For nearly as long as she has led the state’s highest criminal court, Keller has also served as chairwoman of the Task Force on Indigent Defense. Lawmakers created the task force in 2001 when Texas was a national laughingstock for its dismal provision of legal representation for poor criminal defendants. Now, counties must meet minimum standards for legal representation, thousands more poor defendants get qualified attorneys, and 91 counties — many in rural areas with few public resources — are served in some capacity by a public defender. Both critics and supporters of the Texas criminal justice system agree the task force has overseen a sea change in defense representation for people who can’t otherwise afford it. And despite the roiling controversy over her judicial conduct, most seem to agree that Keller’s leadership has been instrumental. “We started at ground zero,” said state Rep. Pete Gallego, D-Alpine, a member of the task force and chairman of the House Criminal Jurisprudence Committee. “We were one of the worst states around, and as chairman of the task force, she’s really been in a real sense responsible for building the whole thing.”
Among the major initiatives that have improved representation for the poor is increased funding for counties to provide defense services. Before 2001, the state gave counties no money to provide indigent defense. Lawyers who did the work often received a pittance, making it difficult for courts to find qualified lawyers to take the cases. Last year, the task force awarded counties statewide $31 million to run public defender offices and provide indigent defense.
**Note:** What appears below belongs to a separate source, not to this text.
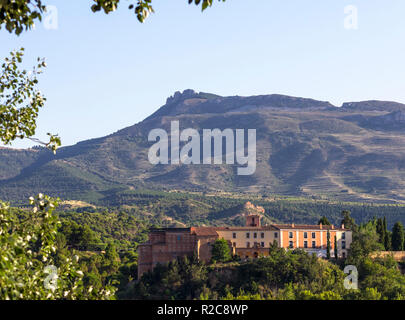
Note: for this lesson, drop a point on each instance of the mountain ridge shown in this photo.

Andrea Marsh, executive director of the Texas Fair Defense Project, said Keller has worked not only to give counties funds they need for indigent defense, but also to give them incentives for new and innovative programs. Task force grants have helped launch programs like Travis County’s Mental Health Public Defender Office. “She has been supportive of giving more of that money to program improvements and not just giving that money for the same old thing that isn’t working,” Marsh said.
Among other things, the TFID would be the grant-awarder for the Harris County public defender’s office. I’d have to go back and re-read that Texas Monthly profile on Keller from 2009 to see if they mentioned this; if they had, or if I had realized what it was, I might have reacted a little less negatively to the piece. I’ll stipulate that she’s done good work with this, that she deserves credit for it, and that any thorough reckoning of her as a person needs to take this into account to be fair. But it has nothing to do with her actions in the Michael Richard case, and it has no bearing on her career as a judge, for which her behavior has been consistently and in many cases overtly hostile to defendants. I give her points for character and humanity, but as a judge she’s beyond redemption. Grits has more.